The invention relates to the field of microbiology and is a new bacterial strain of Rhodococcus sp. LER-12 VKM Ac-2626D is a destructor of oil and oil products, which can be used to clean soil and water from oil and oil products (diesel fuel, engine oil, hydraulic oil, gas condensate).

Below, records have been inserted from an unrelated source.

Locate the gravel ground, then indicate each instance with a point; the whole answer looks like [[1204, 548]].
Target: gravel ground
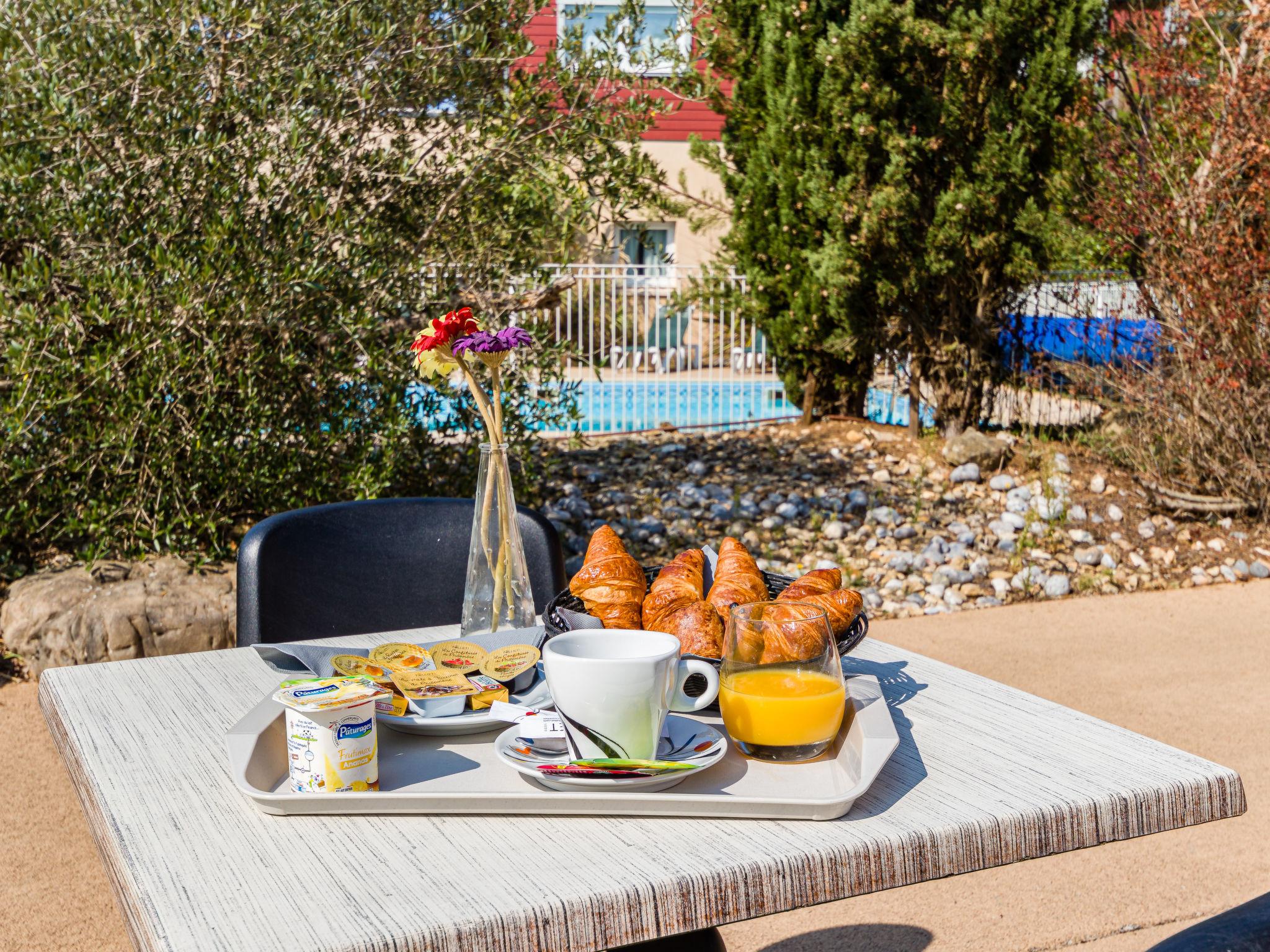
[[912, 532]]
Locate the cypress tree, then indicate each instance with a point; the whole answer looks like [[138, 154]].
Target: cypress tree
[[889, 167]]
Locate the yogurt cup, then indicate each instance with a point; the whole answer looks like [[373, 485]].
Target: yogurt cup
[[332, 747]]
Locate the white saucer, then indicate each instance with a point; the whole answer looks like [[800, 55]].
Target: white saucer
[[682, 739], [538, 695]]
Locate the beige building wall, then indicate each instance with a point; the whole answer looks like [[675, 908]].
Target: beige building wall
[[689, 247]]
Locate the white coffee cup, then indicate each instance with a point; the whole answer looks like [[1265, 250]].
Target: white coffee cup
[[614, 689]]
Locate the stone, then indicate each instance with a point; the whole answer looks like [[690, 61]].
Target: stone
[[1001, 528], [1014, 521], [134, 610], [1015, 505], [1048, 508], [1088, 557], [1057, 586], [973, 447], [883, 514]]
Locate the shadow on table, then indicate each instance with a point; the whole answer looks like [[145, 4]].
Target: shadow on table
[[865, 937], [906, 769]]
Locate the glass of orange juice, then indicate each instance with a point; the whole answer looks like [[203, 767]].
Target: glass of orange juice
[[780, 681]]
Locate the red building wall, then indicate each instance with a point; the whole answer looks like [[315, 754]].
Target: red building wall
[[676, 126]]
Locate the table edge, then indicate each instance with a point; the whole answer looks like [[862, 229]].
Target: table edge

The known strains are: Pseudomonas putida 36 (1. USSR author's certificate No. 1076446, Strain Pseudomonas putida 36 used to clean water and soil from oil and oil products. A1, C02F 3/34, B09C 1/10, C12N 1/20 C02F 3 / 34, C02F 101: 32, C12N 1/20, C12R 1:40 Application: 3474745, 07/22/1982 Published: 02/28/1984 Applicant: West Siberian Oil and Gas Research Institute Authors: Dyadechko VN , Tolstokorova L.E., Morozova T.N.), Acinetronacter sp. HB-1 (2. Patent RU N 2077579. The bacterial strain Acinetobacter species used to purify water and soil from oil and oil products. C1, C12N 1/20, C02F 3/34, B09C 1/10, C12R 1.01, C12N 1 / 20, B09C 101: 00. Application: 94043331/13, December 6, 1994. Published: 04/20/1997 Applicant: State Research Institute of Applied Microbiology Authors: Zhirkova NA, Kobelev BC, Kholodenko VP : State Research Institute of Applied Microbiology), Pseudomonas alcaligenes E7 (3. Patent RU Ν 2134723. The bacterial strain Pseudomonas alcaligenes E7, used to clean water and soil from oil and not C1, C12N 1/20, C02F 3/34, B09C 1/10, C12N 1/20, C12R 1:38. Application: 98105707/13, 03.25.1998. Published: 08.20.1999. Applicant: State Scientific Center Applied Microbiology Authors: Ermolenko Z.M., Kholodenko VP, Chugunov V.A. Patentee: State Scientific Center for Applied Microbiology).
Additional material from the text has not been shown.